· Heat prevents the fluid from freezing
· Heat keeps the liquid at the ideal viscosity required
· Heat is often required to initiate a reaction
Pipe Insert heaters – commonly referred to as drywell heaters – are a type of indirect immersion heater that are extremely useful for numerous industrial applications. They are particularly useful because they do not require a tank to be drained when the heater needs to be serviced or removed.
Drywell heaters are known as indirect immersion heaters because the heating element is not directly immersed in the fluid (which is the case with direct immersion heaters). Instead, the heating element is enclosed inside a ‘drywell’. The heat produced by the heating element – through radiation, convection, and conduction – heats up the walls of the drywell, which in turn transfers the heat energy to the fluid touching its outer walls.
These types of heaters offer many advantages, including the added convenience of being able to remove the pipe heater without needing to drain tanks.
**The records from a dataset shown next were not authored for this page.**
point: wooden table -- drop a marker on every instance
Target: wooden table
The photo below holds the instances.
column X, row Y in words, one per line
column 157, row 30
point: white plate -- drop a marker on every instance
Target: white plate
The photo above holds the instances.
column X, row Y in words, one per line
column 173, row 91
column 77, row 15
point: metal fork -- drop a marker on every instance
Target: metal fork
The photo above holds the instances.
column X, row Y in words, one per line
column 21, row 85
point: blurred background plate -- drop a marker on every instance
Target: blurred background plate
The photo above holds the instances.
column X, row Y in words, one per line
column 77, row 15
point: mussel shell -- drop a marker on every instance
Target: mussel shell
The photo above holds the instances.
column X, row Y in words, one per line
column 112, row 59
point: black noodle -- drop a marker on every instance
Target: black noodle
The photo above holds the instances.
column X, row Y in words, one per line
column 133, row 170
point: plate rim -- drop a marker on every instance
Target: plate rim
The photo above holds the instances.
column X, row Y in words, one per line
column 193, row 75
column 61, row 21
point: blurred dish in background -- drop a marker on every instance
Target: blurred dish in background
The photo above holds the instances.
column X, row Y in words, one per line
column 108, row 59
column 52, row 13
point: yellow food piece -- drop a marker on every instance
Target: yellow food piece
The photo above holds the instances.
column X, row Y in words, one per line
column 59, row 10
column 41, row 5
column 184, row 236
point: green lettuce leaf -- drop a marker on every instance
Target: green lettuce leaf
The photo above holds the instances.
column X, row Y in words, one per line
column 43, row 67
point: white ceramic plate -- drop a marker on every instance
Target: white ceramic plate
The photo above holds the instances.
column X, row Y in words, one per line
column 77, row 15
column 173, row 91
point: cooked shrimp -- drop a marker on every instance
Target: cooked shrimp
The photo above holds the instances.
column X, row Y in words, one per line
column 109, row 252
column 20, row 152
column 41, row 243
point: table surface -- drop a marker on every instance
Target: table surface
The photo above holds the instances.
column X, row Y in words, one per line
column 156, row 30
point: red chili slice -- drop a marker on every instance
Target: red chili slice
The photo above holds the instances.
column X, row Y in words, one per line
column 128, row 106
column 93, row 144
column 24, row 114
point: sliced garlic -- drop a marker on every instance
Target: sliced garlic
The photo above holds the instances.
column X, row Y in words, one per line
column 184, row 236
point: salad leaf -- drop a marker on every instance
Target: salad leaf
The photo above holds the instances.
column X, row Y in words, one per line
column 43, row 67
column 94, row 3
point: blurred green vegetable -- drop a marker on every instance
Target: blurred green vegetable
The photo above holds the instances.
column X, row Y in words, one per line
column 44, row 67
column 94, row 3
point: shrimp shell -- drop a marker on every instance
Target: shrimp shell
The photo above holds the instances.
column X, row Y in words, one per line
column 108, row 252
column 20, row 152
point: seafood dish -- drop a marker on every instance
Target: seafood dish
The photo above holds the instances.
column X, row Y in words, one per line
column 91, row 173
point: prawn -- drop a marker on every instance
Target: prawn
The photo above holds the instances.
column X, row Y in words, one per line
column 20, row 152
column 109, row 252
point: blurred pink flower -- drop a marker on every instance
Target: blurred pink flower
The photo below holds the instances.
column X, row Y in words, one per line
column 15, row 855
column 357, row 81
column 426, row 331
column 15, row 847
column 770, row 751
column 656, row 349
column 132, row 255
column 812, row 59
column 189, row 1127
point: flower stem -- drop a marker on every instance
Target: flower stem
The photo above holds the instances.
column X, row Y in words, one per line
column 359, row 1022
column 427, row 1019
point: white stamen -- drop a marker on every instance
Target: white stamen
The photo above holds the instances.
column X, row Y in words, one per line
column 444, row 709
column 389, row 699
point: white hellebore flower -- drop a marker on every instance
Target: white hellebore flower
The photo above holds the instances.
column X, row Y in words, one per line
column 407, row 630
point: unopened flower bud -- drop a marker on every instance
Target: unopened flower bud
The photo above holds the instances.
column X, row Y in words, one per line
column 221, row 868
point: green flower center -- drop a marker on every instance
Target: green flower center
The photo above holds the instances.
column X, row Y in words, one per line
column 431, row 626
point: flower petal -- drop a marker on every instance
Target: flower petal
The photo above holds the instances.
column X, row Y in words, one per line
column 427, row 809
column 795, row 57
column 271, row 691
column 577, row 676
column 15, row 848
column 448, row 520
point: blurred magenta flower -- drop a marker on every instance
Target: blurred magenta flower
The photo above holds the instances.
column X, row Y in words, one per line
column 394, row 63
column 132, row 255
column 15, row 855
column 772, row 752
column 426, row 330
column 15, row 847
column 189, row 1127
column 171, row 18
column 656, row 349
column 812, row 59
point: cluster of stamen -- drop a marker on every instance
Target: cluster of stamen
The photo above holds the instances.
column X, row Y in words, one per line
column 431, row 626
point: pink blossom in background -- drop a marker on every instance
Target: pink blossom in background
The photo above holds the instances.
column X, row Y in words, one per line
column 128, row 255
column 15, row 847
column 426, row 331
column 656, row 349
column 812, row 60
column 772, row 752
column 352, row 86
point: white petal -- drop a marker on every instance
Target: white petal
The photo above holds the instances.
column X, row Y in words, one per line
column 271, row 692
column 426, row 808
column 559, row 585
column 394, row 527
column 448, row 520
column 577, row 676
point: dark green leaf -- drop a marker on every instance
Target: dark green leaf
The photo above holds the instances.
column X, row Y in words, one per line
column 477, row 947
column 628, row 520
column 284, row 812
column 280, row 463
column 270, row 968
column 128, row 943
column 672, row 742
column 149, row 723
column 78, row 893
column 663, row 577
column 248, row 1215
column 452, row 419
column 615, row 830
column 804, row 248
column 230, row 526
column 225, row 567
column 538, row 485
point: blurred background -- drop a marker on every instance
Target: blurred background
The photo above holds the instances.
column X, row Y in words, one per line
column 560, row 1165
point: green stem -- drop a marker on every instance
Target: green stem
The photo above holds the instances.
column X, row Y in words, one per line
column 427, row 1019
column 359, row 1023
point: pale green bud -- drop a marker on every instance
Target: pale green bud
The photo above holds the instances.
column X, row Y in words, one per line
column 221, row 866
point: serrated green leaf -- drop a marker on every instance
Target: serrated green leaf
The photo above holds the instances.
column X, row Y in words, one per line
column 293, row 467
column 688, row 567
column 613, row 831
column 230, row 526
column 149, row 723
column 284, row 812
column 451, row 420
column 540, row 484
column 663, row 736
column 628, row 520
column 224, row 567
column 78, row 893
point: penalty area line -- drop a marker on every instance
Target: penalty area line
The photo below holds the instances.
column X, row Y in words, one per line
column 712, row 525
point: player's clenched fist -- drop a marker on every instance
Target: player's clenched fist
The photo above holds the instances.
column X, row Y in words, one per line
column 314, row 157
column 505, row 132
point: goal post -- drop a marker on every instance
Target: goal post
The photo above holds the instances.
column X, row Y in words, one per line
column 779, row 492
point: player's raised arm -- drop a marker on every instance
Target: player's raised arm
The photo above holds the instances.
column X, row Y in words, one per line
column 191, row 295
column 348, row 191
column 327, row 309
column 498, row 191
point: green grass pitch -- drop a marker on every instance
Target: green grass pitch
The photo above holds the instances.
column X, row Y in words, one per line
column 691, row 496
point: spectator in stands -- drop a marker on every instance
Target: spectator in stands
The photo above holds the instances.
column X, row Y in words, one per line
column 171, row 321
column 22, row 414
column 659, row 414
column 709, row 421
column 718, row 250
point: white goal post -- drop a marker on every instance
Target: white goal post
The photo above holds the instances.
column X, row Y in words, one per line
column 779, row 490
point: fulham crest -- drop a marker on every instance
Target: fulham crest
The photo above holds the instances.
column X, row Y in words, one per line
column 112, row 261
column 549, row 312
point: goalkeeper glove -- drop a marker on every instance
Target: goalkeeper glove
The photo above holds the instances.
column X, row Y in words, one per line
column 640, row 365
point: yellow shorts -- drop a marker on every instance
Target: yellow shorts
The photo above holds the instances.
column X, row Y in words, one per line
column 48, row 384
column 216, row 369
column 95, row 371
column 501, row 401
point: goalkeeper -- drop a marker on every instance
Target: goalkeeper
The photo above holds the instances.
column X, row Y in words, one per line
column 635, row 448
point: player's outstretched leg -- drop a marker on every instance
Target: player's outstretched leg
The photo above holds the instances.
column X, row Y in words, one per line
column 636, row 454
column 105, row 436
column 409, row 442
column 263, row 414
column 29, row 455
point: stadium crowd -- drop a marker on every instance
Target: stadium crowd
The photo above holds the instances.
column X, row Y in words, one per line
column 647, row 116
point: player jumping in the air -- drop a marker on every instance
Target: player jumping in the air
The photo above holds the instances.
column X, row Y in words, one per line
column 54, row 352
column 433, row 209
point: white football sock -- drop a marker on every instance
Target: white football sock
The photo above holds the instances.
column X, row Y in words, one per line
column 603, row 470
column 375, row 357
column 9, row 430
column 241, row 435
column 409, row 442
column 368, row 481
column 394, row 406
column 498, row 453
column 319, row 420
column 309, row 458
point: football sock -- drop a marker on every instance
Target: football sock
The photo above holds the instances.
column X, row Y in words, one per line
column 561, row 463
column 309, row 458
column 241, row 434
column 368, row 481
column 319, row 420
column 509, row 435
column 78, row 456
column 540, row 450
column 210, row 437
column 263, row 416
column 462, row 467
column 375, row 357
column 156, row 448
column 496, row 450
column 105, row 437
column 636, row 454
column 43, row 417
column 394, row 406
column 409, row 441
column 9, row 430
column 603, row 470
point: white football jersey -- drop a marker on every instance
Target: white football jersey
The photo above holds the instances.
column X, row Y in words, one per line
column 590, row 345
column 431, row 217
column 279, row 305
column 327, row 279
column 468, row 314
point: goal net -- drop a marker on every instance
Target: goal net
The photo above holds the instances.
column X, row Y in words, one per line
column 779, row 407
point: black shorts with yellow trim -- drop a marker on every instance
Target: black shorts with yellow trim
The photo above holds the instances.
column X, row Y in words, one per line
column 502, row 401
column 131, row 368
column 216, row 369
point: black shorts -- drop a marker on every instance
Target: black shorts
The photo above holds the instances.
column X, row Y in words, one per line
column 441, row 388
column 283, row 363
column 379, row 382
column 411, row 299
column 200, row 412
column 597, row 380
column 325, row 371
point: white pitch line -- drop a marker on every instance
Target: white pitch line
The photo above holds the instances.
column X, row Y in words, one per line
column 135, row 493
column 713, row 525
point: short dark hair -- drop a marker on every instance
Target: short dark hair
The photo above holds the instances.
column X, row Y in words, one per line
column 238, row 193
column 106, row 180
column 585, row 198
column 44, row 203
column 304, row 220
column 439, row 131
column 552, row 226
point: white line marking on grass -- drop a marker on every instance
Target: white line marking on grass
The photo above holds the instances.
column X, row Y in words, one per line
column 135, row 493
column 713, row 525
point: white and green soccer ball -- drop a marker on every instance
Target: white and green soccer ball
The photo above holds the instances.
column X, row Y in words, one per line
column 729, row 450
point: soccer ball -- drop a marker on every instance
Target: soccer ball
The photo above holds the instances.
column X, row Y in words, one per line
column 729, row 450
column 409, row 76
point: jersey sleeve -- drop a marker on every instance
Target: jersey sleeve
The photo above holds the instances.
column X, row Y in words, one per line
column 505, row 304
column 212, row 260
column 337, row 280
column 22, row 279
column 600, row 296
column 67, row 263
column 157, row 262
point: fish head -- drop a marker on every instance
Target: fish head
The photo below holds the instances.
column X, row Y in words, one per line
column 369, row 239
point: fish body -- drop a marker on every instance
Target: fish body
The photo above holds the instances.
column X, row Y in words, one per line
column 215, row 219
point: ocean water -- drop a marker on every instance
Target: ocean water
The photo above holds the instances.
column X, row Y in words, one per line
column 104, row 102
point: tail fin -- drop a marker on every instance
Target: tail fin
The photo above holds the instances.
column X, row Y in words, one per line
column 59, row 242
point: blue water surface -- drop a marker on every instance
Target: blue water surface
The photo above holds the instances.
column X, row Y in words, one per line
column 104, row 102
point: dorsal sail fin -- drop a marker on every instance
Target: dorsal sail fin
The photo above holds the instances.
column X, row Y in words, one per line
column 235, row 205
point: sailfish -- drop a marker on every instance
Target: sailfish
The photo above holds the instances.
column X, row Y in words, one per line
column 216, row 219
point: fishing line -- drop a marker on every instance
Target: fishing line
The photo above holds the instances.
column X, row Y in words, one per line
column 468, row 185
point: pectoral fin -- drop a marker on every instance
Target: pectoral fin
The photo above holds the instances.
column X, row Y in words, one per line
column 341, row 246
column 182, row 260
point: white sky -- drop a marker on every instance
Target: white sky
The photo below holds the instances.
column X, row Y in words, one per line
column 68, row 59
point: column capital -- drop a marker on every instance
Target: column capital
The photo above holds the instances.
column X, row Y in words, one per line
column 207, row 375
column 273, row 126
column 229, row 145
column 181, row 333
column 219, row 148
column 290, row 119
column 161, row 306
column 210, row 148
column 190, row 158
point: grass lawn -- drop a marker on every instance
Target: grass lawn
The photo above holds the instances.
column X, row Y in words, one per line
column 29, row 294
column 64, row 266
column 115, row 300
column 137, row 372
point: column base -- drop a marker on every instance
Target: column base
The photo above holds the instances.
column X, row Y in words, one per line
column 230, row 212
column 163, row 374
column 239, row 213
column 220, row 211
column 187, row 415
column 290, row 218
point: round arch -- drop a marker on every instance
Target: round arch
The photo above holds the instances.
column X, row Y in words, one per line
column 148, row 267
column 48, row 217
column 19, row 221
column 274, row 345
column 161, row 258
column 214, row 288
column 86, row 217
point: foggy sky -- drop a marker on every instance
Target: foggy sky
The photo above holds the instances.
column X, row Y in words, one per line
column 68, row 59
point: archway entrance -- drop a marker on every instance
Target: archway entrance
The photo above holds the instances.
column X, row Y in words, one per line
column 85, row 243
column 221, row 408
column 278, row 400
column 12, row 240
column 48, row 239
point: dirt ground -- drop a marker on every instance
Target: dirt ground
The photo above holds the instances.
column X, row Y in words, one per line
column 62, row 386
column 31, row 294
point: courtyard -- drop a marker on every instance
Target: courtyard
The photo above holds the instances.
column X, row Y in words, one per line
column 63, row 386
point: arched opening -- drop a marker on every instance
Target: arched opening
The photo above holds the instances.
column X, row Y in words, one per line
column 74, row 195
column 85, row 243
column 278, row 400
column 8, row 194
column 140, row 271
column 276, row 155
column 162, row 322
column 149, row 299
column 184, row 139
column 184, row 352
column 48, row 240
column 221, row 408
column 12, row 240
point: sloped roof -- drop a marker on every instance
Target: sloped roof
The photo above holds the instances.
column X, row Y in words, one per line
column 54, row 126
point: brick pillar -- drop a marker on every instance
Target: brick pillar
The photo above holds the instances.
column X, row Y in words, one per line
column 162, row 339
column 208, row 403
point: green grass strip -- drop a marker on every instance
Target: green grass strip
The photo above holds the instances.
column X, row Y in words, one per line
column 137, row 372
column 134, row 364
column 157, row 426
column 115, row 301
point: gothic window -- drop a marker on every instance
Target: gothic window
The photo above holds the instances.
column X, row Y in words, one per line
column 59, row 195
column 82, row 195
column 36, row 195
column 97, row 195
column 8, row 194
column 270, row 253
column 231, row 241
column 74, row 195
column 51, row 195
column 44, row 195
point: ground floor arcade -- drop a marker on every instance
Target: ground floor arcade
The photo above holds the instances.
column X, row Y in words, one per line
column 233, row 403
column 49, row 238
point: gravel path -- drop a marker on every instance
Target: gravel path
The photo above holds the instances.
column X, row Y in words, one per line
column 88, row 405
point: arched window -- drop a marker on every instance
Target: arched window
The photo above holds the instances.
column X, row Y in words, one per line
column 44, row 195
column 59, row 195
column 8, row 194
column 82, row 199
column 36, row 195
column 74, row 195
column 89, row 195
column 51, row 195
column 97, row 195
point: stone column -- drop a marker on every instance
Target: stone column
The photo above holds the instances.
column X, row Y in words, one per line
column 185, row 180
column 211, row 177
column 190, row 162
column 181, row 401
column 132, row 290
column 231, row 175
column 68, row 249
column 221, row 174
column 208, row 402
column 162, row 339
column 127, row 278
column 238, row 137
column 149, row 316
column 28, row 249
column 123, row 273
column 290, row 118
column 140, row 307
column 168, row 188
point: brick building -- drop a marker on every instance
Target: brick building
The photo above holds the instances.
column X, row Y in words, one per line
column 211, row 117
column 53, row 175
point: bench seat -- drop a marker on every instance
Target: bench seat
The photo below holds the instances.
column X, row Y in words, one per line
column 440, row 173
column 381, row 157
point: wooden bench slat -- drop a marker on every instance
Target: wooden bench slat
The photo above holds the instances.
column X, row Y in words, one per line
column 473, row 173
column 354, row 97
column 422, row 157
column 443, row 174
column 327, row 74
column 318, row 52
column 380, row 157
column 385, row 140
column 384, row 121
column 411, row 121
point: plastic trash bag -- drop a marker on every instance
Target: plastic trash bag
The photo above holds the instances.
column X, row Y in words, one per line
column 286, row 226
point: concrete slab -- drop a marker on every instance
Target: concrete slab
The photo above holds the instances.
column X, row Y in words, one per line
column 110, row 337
Also, because the heating elements are isolated from the contents inside the tank, the life of the element is considerably prolonged through reduction of corrosion and buildup of contamination.
Primarily, there are two distinct types of drywell heaters:
1. Weld-in Drywell heaters
2. Direct attachment Drywell heaters
When a tank is being designed or modified, and a permanent heater assembly is required, the weld-in typeis preferred as they can be fitted by making a hole in the tank and welded.
On the other hand, an easier approach dictates the use of direct attachment heaters where the heater can be directly attached to the nozzle of the tank.
There are many reasons why Drywell heaters are a better option as compared to direct immersion heaters.
The following factors have to be considered when planning to use direct immersion heaters:
· The size of the tank
· The amount of liquid required to be drained
· The size of the heater, installation and expected lifetime costs
· Storage alternative for the liquid during installation
· Expected downtime, and possible product loss or spoilage
The above factors can generate significant costs not only in terms of resources, but also time.
Another important point, which has been mentioned already, is that some forms of liquids are corrosive and can significantly reduce the life of a heating element. In such applications, Drywell heaters are the only option.
Some of the popular applications of these pipe heaters are as follows:
· Fuel storage tanks
· Syrup & molasses tanks
· Chemical reactors/mixers
· Degreasing tanks
· Heating of corrosive liquids
· Heating of caustic solutions
Drywell heaters are also utilized for a wide range of purposes across numerous industries throughout the world.